Being of Cypriot heritage, he has represented Cyprus youth at international level.

==Career==

===Club career===
Stavrinou started his career in the Charlton Athletic Youth Academy from the age of 13, rising through into the Reserves. In the 2008–09 season, he made 23 appearances for the under-18 team scoring once, and a further 12 appearances in the reserves. He signed his first professional contract for Charlton Athletic in June 2009. Stavrinou made his first-team debut for Charlton in their 1–0 away against Herford United in the League Cup on 11 August. Charlton manager, Phil Parkinson praised Stavrinou saying; "Alex Stavrinou came in for his debut and I thought it was an absolutely terrific performance". Stavrinou signed for Conference National club Ebbsfleet United on a one-month loan in November 2009, which was then extended to a season long loan where he won 'young player of the year' .

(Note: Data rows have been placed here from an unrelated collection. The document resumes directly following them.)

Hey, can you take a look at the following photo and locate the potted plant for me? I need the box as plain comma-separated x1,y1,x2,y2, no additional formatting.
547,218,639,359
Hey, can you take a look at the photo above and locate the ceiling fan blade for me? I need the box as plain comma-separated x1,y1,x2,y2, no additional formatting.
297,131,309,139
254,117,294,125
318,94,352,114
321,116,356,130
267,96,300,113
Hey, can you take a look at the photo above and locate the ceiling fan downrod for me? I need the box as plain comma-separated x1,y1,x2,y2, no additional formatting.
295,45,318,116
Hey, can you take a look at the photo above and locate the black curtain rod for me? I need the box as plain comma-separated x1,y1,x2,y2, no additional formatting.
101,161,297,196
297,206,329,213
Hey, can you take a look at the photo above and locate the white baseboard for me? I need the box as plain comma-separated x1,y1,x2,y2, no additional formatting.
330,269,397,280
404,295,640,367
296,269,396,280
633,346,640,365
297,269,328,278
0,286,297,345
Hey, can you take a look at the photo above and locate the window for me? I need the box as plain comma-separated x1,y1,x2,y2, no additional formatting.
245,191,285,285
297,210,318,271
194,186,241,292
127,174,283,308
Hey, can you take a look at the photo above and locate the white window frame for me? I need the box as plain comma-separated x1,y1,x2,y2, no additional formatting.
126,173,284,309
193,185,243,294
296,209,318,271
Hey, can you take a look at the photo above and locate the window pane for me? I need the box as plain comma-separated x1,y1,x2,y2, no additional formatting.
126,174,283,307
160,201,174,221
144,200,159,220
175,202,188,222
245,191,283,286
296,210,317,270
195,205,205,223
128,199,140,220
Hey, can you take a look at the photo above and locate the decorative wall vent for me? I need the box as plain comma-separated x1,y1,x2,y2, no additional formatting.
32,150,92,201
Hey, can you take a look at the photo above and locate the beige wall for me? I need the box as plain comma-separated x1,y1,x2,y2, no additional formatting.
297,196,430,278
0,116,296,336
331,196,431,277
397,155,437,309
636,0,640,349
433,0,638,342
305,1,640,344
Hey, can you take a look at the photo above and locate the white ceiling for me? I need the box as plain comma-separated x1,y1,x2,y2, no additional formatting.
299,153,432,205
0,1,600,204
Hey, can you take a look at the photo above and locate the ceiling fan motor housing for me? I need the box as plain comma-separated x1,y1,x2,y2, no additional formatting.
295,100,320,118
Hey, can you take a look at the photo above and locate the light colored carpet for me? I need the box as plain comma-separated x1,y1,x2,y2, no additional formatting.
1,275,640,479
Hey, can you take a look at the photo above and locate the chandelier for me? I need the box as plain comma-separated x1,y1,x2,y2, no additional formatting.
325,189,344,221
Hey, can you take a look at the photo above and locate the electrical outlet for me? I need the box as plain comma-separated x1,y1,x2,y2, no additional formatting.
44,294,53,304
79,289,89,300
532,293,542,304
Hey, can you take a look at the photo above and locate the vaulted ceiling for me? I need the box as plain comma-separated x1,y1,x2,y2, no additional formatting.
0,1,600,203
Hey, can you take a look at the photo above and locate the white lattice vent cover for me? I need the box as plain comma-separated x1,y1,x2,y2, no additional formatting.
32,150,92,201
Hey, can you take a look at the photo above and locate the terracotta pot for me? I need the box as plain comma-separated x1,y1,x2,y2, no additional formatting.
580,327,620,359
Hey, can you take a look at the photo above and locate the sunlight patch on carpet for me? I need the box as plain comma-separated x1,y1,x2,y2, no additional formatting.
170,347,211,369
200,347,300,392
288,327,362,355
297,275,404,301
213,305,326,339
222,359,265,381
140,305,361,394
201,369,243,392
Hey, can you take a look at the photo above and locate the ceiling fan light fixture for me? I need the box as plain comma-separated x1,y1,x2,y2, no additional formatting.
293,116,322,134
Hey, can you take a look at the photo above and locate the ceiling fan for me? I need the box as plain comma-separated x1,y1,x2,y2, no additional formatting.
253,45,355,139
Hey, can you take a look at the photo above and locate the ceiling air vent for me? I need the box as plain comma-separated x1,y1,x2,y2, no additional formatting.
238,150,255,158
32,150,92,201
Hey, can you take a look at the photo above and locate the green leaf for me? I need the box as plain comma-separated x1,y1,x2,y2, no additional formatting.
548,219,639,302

In October 2010, Stavrinou joined Cambridge United on a one-month loan deal. His loan was later extended until 9 January 2011. In May 2011, Stavrinou played for Aldershot Town in a reserve game against Brentford, losing 4–1. On 12 August 2011, Stavrinou signed for his former loan club Ebbsfleet United following a vote by members of My Football Club, which owned Ebbsfleet United, to increase the playing budget.

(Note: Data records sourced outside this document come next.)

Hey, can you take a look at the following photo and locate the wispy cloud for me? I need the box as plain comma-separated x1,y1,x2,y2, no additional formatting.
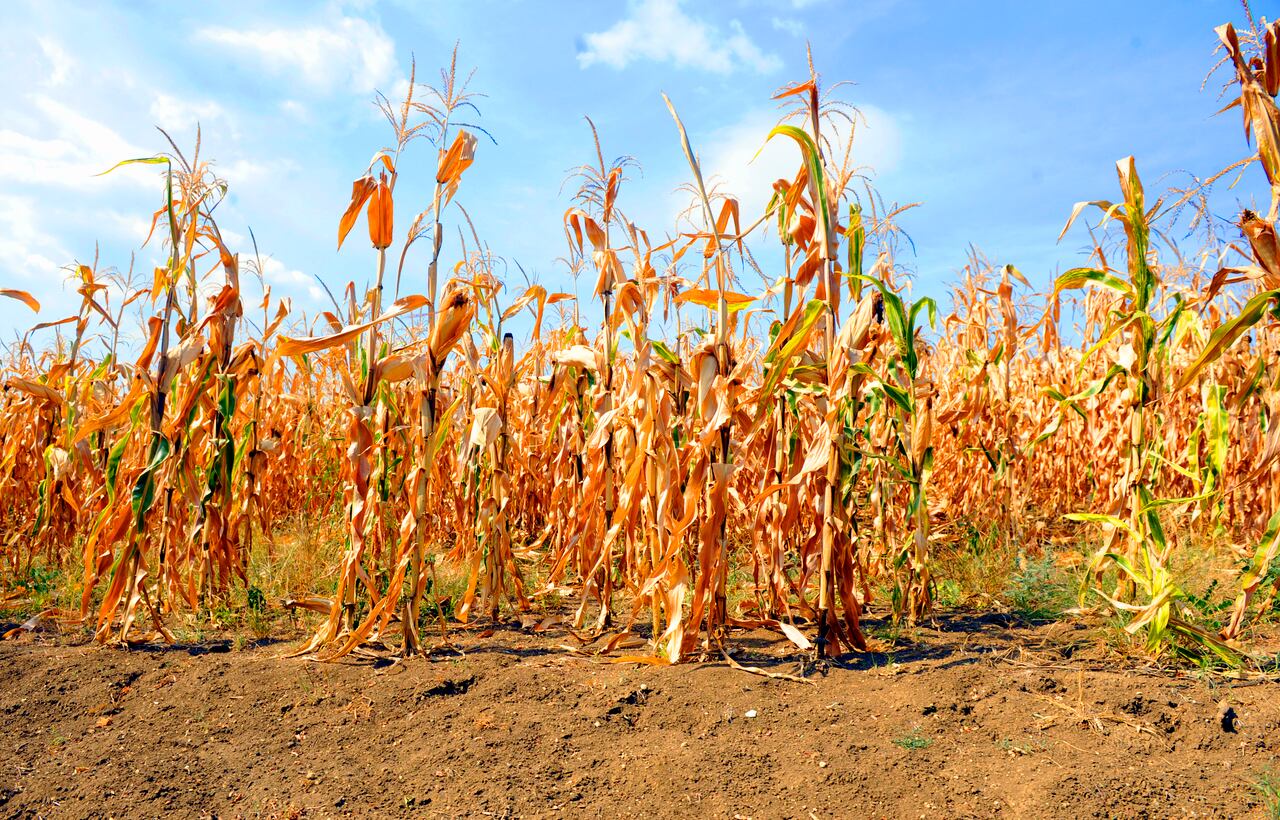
0,194,69,281
251,256,325,305
770,17,805,37
579,0,780,75
279,100,310,121
149,93,230,135
102,210,155,247
220,157,278,188
195,13,397,94
258,256,310,287
36,37,73,87
695,105,903,223
0,95,150,190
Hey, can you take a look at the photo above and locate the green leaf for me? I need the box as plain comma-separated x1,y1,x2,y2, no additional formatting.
1052,267,1133,299
130,433,172,526
1238,510,1280,588
1042,364,1124,419
870,379,913,416
1138,486,1166,551
650,339,679,365
758,125,832,249
1099,551,1153,594
1066,513,1142,545
96,155,169,176
1174,289,1280,392
105,403,144,503
846,203,865,291
852,274,915,372
751,299,826,428
1032,411,1062,445
909,296,937,334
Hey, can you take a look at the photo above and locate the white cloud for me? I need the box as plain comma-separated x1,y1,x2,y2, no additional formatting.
0,95,150,190
220,158,274,188
771,17,804,37
0,194,68,281
579,0,780,75
195,14,397,94
258,256,311,287
149,93,229,134
102,210,155,247
244,256,327,311
693,105,903,225
279,100,309,120
36,38,74,87
148,99,284,190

After finishing the 2013–14 season as player of the year at Cray Wanderers, he started the following season at Aveley. After a brief spell back with Cray Wanderers at the end of the year, he returned to Aveley in January 2015.

==International career==
Although born in England, Stavrinou has represented Cyprus under-17, qualifying through his father's Cypriot heritage. Stravrinou was also approached to feature for Cyprus under-21, but stated at the time that he'd like to concentrate on his career with Charlton Athletic. He said; "They've spoken to my parents about possibly featuring for the U21s but as I've only got a year here I really need to be pushing on and focusing all my efforts on Charlton."

==Style of play==
As a youth player, Stavrinou played as a centre back, before his under-16 manager Steve Avory converted him into a midfielder. Martin Ling described him as; "tenacious but also technical central midfielder who can do both sides of the game".

==Personal life==
As a young man, he attended St Bonaventure's Catholic School in Forest Gate. After he was done with his job at Charlton Athletic he set up a sports company called Sporting4Schools. He is known for teaching PE lessons across London and Essex.